Budd was silent for a moment. “If you can demonstrate a successful three-person transp
ort, I’m sure Director Rourke will carefully consider your recommendations when he briefs the NSC.”
“That’s all we ask,” said Schmidla. “Reasoned consideration. My housekeeper’s prepared a light lunch for us,” he said, rising. “Please join us.”
“I’ll be there in a few minutes, thank you.” said Budd, taking out his cellphone. “I have to check my messages.”
“Name number four on your list,” said Tooky, pushing his much-dented red SAAB convertible into the slowly moving expressway traffic. “This guy’s the grandson of Able Seaman Louis Bissette. Seaman Bissette survived whatever happened on the Eldridge that summer day in ‘43, but like many of the crew and scientists, suffered physical and mental complications after the war. Died of multiple melanoma in 1955, though not before fathering a child. Said child, a daughter, had one child, named Timothy O’Malley. Mr. O’Malley’s a structural engineer and lives in JP—Jamaica Plain to you foreigners. It’s become one of Boston’s many affluent enclaves.”
He turned left, dodging an oncoming trolley and then turned up a four-lane boulevard, passing a VA hospital as they bumped along the trolley tracks, bouncing through a very deep pothole. “Sorry about that,” he said.
“It’s okay, Tooky,” said Angie from the back seat, death hold on the handgrip. “From what I’ve seen, you’re one of the better drivers in this city.”
“When I was a kid, this road sucked,” said Tooky, turning the wheel to avoid what looked to Jim like a sinkhole. “It still sucks.”
Despite the road, Jamaica Plain proved a pleasant 1880’s urban enclave, a mix of 19th century homes and shops, of small yards and big houses. It looked to Jim as if everything had either been recently renovated or was in the process of being renovated: scaffolding seemed to climb every other building, construction dumpsters and contractors trucks were parked and doubled parked everywhere.

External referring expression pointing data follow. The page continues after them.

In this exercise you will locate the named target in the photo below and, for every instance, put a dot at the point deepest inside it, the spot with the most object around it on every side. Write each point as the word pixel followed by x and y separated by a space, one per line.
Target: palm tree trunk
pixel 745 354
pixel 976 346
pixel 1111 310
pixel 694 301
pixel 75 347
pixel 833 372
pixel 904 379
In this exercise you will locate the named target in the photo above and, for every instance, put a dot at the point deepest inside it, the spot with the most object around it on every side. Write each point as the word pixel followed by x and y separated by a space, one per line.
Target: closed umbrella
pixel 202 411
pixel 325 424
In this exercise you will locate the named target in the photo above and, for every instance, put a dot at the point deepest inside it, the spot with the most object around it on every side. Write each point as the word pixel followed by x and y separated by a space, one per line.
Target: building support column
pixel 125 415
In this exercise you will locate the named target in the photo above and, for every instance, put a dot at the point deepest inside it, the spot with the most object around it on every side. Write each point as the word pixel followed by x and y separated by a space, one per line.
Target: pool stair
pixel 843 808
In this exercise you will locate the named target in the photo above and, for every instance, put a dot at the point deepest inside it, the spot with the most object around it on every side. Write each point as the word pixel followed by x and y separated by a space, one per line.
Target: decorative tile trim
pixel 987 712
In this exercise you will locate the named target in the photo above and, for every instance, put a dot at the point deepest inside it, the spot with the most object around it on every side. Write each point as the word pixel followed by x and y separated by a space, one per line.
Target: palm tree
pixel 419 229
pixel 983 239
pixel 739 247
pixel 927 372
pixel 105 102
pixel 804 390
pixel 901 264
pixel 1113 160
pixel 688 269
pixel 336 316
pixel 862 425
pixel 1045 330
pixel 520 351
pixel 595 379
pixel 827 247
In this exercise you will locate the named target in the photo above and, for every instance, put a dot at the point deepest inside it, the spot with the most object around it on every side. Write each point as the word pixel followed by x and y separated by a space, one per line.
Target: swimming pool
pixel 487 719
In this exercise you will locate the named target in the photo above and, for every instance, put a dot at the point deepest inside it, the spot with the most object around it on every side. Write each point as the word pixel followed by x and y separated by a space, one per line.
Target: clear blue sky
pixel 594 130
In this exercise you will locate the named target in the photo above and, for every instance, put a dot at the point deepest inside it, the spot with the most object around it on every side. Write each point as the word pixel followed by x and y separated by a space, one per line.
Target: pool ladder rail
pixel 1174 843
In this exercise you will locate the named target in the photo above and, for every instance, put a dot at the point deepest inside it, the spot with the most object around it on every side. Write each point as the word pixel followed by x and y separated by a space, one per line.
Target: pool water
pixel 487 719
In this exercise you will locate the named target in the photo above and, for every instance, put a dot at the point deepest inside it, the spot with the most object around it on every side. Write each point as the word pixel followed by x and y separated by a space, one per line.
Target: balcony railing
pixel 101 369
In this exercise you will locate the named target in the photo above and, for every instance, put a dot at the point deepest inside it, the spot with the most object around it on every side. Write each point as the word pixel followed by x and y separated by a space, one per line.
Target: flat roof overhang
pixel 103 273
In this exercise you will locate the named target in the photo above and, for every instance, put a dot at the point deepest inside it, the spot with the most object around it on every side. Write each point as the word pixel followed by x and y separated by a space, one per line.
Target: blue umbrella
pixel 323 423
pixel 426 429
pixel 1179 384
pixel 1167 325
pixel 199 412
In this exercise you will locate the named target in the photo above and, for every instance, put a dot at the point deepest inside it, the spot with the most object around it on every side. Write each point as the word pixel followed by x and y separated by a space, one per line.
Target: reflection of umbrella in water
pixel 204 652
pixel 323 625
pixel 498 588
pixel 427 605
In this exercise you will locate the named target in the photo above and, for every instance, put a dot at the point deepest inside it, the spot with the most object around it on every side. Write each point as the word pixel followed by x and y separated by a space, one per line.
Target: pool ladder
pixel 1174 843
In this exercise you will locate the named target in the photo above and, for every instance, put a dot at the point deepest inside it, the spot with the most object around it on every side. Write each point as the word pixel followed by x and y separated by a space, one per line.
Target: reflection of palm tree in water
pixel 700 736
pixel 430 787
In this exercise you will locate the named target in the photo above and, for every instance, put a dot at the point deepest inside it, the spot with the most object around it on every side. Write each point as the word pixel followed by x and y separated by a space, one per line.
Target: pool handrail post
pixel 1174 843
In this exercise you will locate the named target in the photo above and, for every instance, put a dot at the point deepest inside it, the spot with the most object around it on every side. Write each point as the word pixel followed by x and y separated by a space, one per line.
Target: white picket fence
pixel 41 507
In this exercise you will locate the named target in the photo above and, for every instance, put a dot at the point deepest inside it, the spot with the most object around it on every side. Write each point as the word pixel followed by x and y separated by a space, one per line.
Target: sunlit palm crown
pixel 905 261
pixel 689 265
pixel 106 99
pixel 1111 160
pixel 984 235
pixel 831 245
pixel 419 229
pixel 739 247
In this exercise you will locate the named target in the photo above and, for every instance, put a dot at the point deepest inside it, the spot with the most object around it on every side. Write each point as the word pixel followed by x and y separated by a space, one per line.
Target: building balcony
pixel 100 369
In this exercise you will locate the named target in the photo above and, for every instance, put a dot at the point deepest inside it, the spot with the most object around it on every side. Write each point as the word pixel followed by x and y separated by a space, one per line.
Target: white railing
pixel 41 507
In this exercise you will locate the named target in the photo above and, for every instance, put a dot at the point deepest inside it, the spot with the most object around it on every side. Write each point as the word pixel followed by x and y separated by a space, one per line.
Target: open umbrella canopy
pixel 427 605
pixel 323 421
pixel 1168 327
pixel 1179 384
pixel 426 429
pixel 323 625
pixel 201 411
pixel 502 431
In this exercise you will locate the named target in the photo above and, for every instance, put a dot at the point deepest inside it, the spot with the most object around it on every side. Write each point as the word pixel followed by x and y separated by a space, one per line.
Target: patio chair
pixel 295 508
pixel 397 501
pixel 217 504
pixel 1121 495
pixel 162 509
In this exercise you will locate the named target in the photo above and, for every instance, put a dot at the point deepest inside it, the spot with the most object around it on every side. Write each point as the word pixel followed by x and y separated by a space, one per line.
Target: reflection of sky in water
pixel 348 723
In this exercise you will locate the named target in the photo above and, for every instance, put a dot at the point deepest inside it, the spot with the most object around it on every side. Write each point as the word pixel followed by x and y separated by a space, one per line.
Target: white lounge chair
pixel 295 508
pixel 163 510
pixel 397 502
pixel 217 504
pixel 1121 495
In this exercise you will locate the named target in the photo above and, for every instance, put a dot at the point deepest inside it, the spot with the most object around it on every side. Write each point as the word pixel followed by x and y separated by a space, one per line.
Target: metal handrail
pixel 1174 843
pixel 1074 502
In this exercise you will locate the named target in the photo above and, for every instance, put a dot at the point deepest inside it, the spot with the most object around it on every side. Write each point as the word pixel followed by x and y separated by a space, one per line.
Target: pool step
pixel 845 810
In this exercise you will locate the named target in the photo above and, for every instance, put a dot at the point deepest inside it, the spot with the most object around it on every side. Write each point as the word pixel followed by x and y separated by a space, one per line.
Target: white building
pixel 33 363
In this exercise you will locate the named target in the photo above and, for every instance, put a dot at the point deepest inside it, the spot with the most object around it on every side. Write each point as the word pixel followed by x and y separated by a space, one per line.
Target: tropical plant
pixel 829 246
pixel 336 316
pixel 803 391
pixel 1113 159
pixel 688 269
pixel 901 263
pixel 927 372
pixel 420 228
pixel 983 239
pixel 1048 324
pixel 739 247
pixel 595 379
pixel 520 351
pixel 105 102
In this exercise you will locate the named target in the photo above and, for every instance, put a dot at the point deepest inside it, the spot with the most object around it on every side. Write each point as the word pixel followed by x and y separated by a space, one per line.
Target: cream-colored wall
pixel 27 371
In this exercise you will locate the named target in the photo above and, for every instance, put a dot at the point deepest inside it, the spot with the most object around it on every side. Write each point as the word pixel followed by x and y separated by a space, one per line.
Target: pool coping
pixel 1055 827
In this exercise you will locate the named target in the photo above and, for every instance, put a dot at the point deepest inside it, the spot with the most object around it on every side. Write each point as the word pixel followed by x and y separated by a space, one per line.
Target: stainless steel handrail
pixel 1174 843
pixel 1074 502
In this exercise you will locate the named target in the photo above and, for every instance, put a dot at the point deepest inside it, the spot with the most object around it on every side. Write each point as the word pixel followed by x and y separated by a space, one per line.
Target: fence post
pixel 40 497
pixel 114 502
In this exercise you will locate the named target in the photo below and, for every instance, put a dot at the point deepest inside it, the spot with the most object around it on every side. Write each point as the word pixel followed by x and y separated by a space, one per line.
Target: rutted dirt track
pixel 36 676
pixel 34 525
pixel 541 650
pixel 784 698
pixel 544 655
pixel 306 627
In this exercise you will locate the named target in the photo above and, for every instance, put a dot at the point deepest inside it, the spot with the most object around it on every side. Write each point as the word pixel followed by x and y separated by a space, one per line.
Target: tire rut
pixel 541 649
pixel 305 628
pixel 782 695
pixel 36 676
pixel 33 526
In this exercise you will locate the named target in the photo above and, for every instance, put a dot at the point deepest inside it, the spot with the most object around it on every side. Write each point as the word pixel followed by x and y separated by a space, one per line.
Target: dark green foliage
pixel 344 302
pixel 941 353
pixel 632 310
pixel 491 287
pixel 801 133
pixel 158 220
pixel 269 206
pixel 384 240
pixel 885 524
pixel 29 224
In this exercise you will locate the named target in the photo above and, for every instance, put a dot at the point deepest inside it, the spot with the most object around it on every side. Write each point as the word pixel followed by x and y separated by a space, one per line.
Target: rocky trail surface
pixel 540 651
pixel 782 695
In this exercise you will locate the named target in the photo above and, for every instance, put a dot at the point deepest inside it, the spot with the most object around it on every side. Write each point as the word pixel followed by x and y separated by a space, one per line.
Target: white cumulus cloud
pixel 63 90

“Gentrification continues apace,” said Tooky, turning right down a street of large gabled Victorians set amid broad lawns and wrought iron fences. “I liked Boston better when it was poor, rundown and inhabited by lots of unpleasant trolls in rumpled old clothes. Guys like me. Less charm, more character.” Tooky pulled to a stop in front of an imposing purple house with white shutters and matching trim, a magnificent Painted Lady in her second century.